When should I take my child to a paediatric ophthalmologist?
It is estimated that a newborn baby only has 5% of the vision of a normal adult. This reaches 50% between the first and third years. A normal child should achieve 100% vision in both eyes between 5 and 6 years old.
A child’s visual development in the first months of life is as follows:
- 0 to 1 month: a bright light causes them to close their eyes. They can perceive contrasts between dark and light. Their field of vision is less than 30 cm.
- 1 to 2 months: the child is captivated when looking at the faces of its parents. It follows its hands with its eyes when they enter its field of vision. It only recognises white, black, red, green and grey. It turns its head towards light sources.
- 2 to 3 months: it recognizes faces and can memorise them. It follows moving objects with its eyes. Its near and far vision is sharper.
- 3 to 4 months: by four months it has binocular vision. It can focus on objects about 40 cm away without any problems. It can distinguish more colours. It looks at its hands and plays with them.
- From the fifth month: coordination between what it sees and its motor skills allows it to make precise movements with its hands.

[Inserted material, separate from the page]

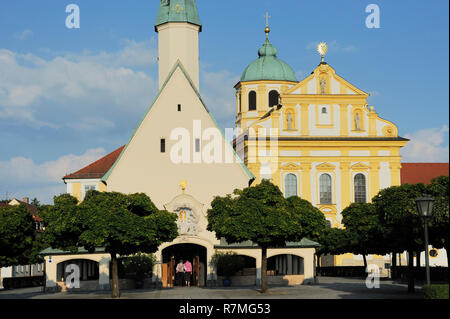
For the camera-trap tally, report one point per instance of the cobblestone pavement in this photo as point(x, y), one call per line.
point(327, 288)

A visit to a paediatric ophthalmologist is necessary in the following situations:
- Premature birth.
- An in-depth eye test of the child can be needed if there have been problems during pregnancy or childbirth, such as some infections contracted by the mother. For example, toxoplasmosis can cause an inflammation of the newborn’s retina and other eye structures.
- If the mother or father have had problems with their eyesight, even though these may be common problems, such as nearsightedness, or hereditary congenital conditions, such as glaucoma.
- If the baby’s eyes tear continuously as this may be due to a widening of the tear duct, a fairly common eye problem in children.
- If the pupil looks whitish.
- If any deviation in the eyes is noted in a newborn baby or if one of the eyelids droops.
Schedule for visits to a child ophthalmologist
First months of life
To discount serious eye diseases like retinoblastoma, the most common intraocular tumour in childhood, and other malformations
1 to 4 years
|Diagnosis of strabismus and other disorders of ocular motility and refractive errors (nearsightedness, farsightedness and astigmatism)|
At 4 years
Checking visual acuity and refractive errors. To discount the presence of lazy eye.
|From the age of 4||
Annual checks until age 14
Tips for educating children to look after their eyes
- When studying: if the room has a window it is advisable to place the study table in front of it so that the child can rest its eyes and look away occasionally. Natural lighting is preferable. If we are forced to use artificial lighting we must avoid shadows that are projected onto the study area.
- Watching TV: it is very important to keep a safe distance away from the screen.
- The computer: it is advisable to have frequent breaks, so that the eyesight is not overly strained.
- In the pool: pool chlorine is an irritant that affects our eyes, we should avoid direct contact between pool water and our children’s eyes by using appropriate swimming goggles.
- The sun: do not stare at the sun. It is always a good idea for children to protect their eyes with approved sunglasses.